It Is OK That Raising The Minimum Wage Hurts Someone

Economists like to talk a lot about Pareto improvements.  This is the idea that you can make a change that improves life for somebody and hurts nobody. A Pareto improvement is obviously always an good idea.  Nobody could object by definition!  Economists like to create mathematical models of the world Pareto optimality is an easy ethical concept to model.  Deontological ethical systems and virtue ethics is harder to put into mathematical equations and all other ethical systems are more controversial.  Thoughtful, well-intentioned people have criticisms of all the major ethical systems, but a Pareto improvement is literally impossible to criticize.  Except that in real-world societies (as opposed to mathematical models) Pareto improvements are so ephemeral, it is hard to find any example of one.

The concept is completely useless in the real world because it is tantamount to unanimous assent and if everyone agrees to a change it will happen automatically without any need for economists to give expert opinion.  That makes them ephemeral at best.  Any real-world issue that does not immediately resolve itself must deal with tradeoffs where some people will win and others lose.  Economists have had to devise a method for dealing with with tradeoffs in order to maintain their relevance for all real-world issues.  That method is an ethical system I call mutilitarianism.  The mutilitarian rule is simple.  Maximize the sum of total monetary costs and benefits.  The problem is that if one rich person gains and everyone else loses, economists still say that this is a great improvement if the gains of one rich person is greater than the losses of everyone else.  Most people disagree (perhaps because they have not had sufficient training in economics).

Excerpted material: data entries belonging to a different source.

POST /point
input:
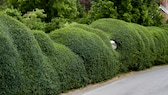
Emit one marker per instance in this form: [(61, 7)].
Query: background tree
[(53, 8), (102, 9)]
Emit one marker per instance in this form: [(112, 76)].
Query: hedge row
[(139, 47), (34, 64), (100, 62), (70, 67)]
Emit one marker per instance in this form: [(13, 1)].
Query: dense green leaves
[(53, 8), (70, 67), (100, 62)]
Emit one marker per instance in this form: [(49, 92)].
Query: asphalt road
[(150, 82)]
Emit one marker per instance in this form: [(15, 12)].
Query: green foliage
[(11, 79), (144, 12), (13, 13), (38, 76), (161, 41), (132, 43), (102, 9), (56, 23), (99, 61), (33, 19), (69, 66), (100, 33), (53, 8)]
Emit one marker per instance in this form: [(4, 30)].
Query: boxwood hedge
[(132, 43), (69, 66), (38, 76), (161, 41), (99, 61), (11, 79), (99, 32)]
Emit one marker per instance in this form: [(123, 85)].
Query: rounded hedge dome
[(69, 66), (131, 42), (100, 62)]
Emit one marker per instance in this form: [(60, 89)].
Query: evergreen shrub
[(38, 76), (11, 79), (100, 33), (98, 59), (130, 42), (70, 67), (161, 42)]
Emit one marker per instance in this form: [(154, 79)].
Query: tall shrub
[(99, 61), (130, 42), (69, 66)]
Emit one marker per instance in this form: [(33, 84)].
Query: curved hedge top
[(11, 79), (69, 66), (24, 49), (130, 42), (99, 61), (100, 33), (161, 41)]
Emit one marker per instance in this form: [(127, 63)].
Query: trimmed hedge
[(99, 62), (146, 45), (11, 79), (100, 33), (69, 66), (38, 76), (132, 43), (161, 41)]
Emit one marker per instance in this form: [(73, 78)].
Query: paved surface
[(150, 82)]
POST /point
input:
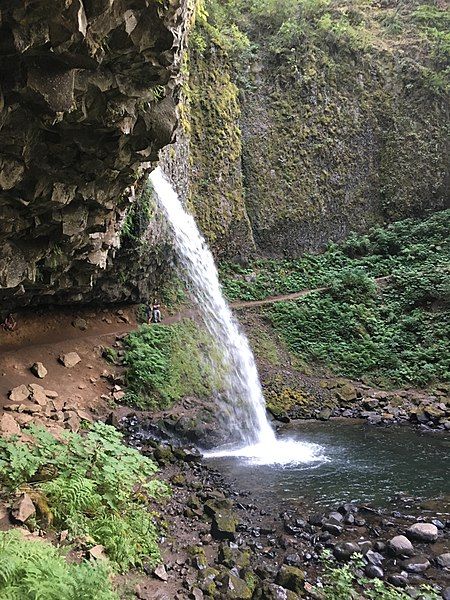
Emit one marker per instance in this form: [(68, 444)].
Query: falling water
[(245, 402)]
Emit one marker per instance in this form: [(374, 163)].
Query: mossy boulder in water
[(291, 578)]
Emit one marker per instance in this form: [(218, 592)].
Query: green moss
[(168, 362), (308, 118)]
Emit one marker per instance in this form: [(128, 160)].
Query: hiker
[(9, 324), (156, 311), (148, 313)]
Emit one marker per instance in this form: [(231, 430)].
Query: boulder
[(23, 508), (423, 532), (291, 578), (223, 525), (236, 588), (70, 359), (374, 571), (443, 560), (9, 426), (401, 546), (416, 564), (39, 370), (19, 394), (272, 591), (345, 550)]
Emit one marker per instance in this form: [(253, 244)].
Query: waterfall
[(245, 406)]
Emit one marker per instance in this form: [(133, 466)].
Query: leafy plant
[(93, 485), (167, 362), (35, 570)]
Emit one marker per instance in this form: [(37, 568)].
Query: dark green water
[(362, 464)]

Mutilitarianism is like a system where people can have as many votes as they have dollars. Whoever has the most dollars gets the most votes and that makes it an extremely elitist ethical system.  Mutilitarianism is biased towards recommending policies that increase inequality.  For example, the standard textbook explanation of minimum wages is that they reduce ‘efficiency.’  Efficiency  is the mutilitarian ideal in which aggregate net monetary income is maximized.  When economists say the word ‘efficiency’ they are almost always talking about their mutilitarian nirvana.  In theory, minimum wage laws should indeed reduce efficiency, but the effect has been so small that empirical studies on minimum wage regulations can’t even reliably show any reduction in efficiency.  Some studies show a small reduction, but others actually show a small increase in efficiency.  Whatever efficiency loss there is seems to be less than the margin of measurement error.

But minimum wage laws do redistribute income.  That is the real motivation behind the controversy that makes it so political.  So how should we decide if a minimum wage is a good idea?  It is wildly popular.  A majority of both parties support it.  In total, 71% of Americans want it.  In a democracy we would get an increased minimum wage.  But politicians don’t always do what is popular.  They favor elite interests over the will of the median American and a majority of politicians oppose raising the minimum wage.  Also, politicians are influenced by the opinion of their economic advisers who say that a minimum wage is inefficient in theory (although probably only slightly inefficient in practice).

Economics should change its standard for ethical judgements and adopt a more democratic ideology.  We should explicitly study how many people benefit from a change rather than examine how many dollars are the benefit. In a rare example of this kind of analysis, the economists at the Congressional Budget Office (CBO) studied the distribution of the benefit of the minimum wage this week. Kevin Drum noticed that their results indicate that raising the minimum wage would have a net benefit for probably well over 80% of Americans.*  It tends to hurt only the richest 20% of households.  But politicians pay more attention to the desires of the top 20% than to the bottom 80%, so they oppose it.  Economists also tend to be in the richest 20% of households, so their advice may be somewhat self-serving too.

There are certainly other ways to help the low wage earners besides the minimum wage.  Germany achieved low inequality without any minimum wage.  But real median income is lower now in the US than it was nearly two decades ago, so if a minimum wage can help 80% of American households at a modest cost to the top 20%, then it should be done because the top 20% have been getting a lot richer whereas the median household has not.

The worst case for a minimum wage is that it increases unemployment among low-income people.  David Neumark and William Wascher make this case in their book Minimum Wages. But their main thesis is that the minimum wage raises unemployment among teenagers and I would argue that that is a good thing for America. American teens work much more than teens in other rich nations (xls) and we would be better off as a society if they would put more effort into education than into making money to spend on fast food, fast cars, and other consumption goods.  Many of the college students I teach would be better off in the long run working less at their minimum wage jobs (even if that means borrowing more), and putting more emphasis on their studies.

Household income is more important than unemployment (particularly teen unemployment) and if household incomes rise despite working less time, that is a very good thing. That is exactly what the CBO study suggests for about 80% of Americans.  We would all like to get more money in less time and that seems to be the scenario that the CBO is predicting.  Higher incomes despite slightly higher unemployment for the bottom 80% of Americans.  It may not be the best way to help the bottom 80%, but I see no reason to let the best be the enemy of the good.